Estonia has some of the cleanest air in Europe, yet air pollution – especially small particulate matter (PM2.5) – still contributed to an estimated 650 premature deaths in 2012 alone. As a member of the EU, Estonia has also pledged under the Paris Agreement to reduce greenhouse gas emissions by at least 40% from 1990 levels by 2030.
One way to tackle both challenges at once is to reduce short-lived climate pollutants (SLCPs) such as black carbon (soot), methane, tropospheric ozone and hydrofluorocarbons (HFCs). These substances don’t stay in the atmosphere for very long – from a few days, to up to 20 years – but they have a powerful effect on global warming. They are also associated with human health impacts, reduced crop yields and other serious problems.
When Estonia’s and Sweden’s environment ministers met in Stockholm three years ago, a key item on the agenda was whether Estonia should join the Climate and Clean Air Coalition to Reduce Short-Lived Climate Pollutants (CCAC), which Sweden co-founded.
Estonia has yet to join CCAC, but a new study by SEI, using tools being developed in partnership with the Coalition, is quantifying the potential benefits for the first time.
The main sources of SLCP emissions in Estonia are in four sectors: energy, transport, agriculture and housing, said Tiit Kallaste, a senior expert at SEI Tallinn. The first phase of the study, financed by the Estonian Environmental Investment Centre, focuses on housing and transport in particular.
“The burning of fuels is responsible for the lion’s share of PM2.5 emissions, which are extremely hazardous for human health,” Kallaste added. “These tiny particles can pass through our nose hair and enter our lungs and blood system, causing respiratory diseases and other health problems.” Burning of fuels also produces black carbon and nitrogen oxide (NOx) emissions.
As part of a CCAC initiative to support national SLCP action planning, SEI has developed a benefits calculator called LEAP-IBC, working with partners at the U.S. Environmental Protection Agency and at the University of Colorado. The tool is integrated with SEI’s Long-range Energy Alternatives Planning (LEAP) system, so planners can see how any given measure could affect not only the energy system and greenhouse gas emissions, but also human health and other policy concerns.
SEI has started to apply LEAP-IBC in countries in Africa, Latin America and Asia. For the Estonia study, SEI Tallinn researchers teamed up with LEAP developer Charlie Heaps, of SEI-US, and Chris Malley and Harry Vallack of SEI York, developers of LEAP-IBC.
“We adapted the model to make calculations based on available local statistics on fuels, the technologies used for generating electricity and heat, current emissions, the geographical location of the population and changing parameters of economic activity,” Malley explained. The LEAP-IBC tool allowed them to create forward-looking scenarios and make projections to 2030.
Several of the potential interventions in the Estonian transport sector that SEI Tallinn explored involved measures to renew the local vehicle fleet, by providing incentives to buy more energy-efficient vehicles, introducing a CO2-based car tax, and taxing older, heavily polluting cars.
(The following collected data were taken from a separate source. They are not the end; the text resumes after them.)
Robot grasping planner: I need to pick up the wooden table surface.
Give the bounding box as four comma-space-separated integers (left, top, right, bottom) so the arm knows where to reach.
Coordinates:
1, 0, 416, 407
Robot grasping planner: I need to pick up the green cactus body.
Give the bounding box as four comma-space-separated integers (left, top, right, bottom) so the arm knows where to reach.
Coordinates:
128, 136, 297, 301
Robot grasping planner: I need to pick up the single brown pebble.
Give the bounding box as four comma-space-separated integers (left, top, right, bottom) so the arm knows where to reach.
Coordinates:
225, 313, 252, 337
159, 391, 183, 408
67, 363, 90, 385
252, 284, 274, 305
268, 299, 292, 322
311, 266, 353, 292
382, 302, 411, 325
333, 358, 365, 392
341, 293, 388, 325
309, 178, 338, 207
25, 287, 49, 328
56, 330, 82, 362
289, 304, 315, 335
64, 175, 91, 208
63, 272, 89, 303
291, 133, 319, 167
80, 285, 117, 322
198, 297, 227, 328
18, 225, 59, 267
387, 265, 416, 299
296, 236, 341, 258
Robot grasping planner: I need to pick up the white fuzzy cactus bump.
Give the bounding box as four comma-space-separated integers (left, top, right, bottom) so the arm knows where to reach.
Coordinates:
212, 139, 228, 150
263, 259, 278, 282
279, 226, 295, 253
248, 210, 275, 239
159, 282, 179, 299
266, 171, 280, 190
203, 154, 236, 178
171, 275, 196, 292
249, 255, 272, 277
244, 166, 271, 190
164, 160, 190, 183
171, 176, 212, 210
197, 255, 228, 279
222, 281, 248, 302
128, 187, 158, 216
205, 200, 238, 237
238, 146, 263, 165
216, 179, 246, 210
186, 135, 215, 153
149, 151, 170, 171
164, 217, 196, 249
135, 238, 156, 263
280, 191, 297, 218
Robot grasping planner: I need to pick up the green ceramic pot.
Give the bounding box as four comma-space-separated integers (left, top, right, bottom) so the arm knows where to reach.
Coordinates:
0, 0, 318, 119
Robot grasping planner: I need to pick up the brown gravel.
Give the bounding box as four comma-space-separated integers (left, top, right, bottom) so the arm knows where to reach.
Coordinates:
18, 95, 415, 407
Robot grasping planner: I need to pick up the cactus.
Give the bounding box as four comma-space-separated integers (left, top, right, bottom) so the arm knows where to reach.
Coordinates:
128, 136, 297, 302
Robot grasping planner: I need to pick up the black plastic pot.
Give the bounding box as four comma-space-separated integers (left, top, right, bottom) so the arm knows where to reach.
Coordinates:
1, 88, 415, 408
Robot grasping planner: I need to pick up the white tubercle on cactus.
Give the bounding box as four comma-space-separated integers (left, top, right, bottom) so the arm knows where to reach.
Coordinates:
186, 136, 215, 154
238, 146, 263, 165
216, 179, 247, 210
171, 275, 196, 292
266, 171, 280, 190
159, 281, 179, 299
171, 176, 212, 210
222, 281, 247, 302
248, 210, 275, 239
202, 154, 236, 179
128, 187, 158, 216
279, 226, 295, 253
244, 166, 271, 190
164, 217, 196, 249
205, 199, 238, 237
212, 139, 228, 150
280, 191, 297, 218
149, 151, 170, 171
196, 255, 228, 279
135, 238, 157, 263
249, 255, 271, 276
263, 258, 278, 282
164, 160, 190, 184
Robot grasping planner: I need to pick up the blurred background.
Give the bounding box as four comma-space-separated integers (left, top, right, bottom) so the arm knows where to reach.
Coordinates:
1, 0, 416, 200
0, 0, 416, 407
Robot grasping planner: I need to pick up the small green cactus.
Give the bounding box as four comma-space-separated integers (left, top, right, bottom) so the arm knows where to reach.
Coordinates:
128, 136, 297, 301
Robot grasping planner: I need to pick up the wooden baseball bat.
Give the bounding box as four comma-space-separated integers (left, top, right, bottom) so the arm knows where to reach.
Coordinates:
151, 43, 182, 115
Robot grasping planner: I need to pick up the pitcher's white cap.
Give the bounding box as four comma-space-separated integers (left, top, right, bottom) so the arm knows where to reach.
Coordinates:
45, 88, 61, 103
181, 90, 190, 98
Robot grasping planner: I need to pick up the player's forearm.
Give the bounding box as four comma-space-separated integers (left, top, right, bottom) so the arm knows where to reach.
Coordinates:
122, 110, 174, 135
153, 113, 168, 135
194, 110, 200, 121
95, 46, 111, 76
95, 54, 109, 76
They also considered road taxes for heavy-duty vehicles, steering demand from road transport towards rail and marine transport, as well as redirecting heavy-duty vehicles away from residential areas and city centres. In addition, SEI Tallinn explored traffic calming measures as potential ways to decrease the amount of SLCPs in urban air.
Other measures considered aim to incentivize biking, walking and public transport in urban areas as much as possible, to slow growth in the use of personal cars. Because Estonian towns are relatively small, SEI Tallinn experts believe it would not be very challenging to create new mobility options and thereby reduce car dependency.
In the housing sector, better fuels and burning technologies for heating apartment blocks as well as private houses are seen as a solution for contributing to better air quality. For example, in Estonia, where over 50% of the territory is covered with forests, wood is widely used for heating houses. However, the wood used should dry for at least three summers, so it will burn thoroughly when ignited; still-humid wood creates a great deal of soot.
Another key measure in the housing sector is to renovate buildings to make them more energy-efficient, which is particularly important because heating houses in the cold Nordic climate uses large amounts of energy.
Calculations by the LEAP-IBC model in the transport and housing sectors showed that by implementing the energy efficiency measures noted above, together with the ones foreseen in the Estonian National Development Plan of the Energy Sector until 2030 (ENMAK 2030+), 197 premature deaths could be avoided by 2030.
SEI Tallinn aims to research this topic further in collaboration with SEI York in order to assess the effects of another SLCP, ozone, on local environment and health. The continued research would also need to include the energy and agriculture sectors as the contributors to the local air quality. Since Estonia relies on its oil shale industry for energy independence, including the energy sector in the next phase of research can give a more accurate overview of the role of SLCPs in the local air quality.
Kallaste also noted that the role of neighbouring countries via transboundary transfer of SLCPs is also surprisingly big, based on the recent European Monitoring and Evaluation Programme (EMEP) report on Estonia. “This highlights the importance of regional dialogue and cooperation,” he said.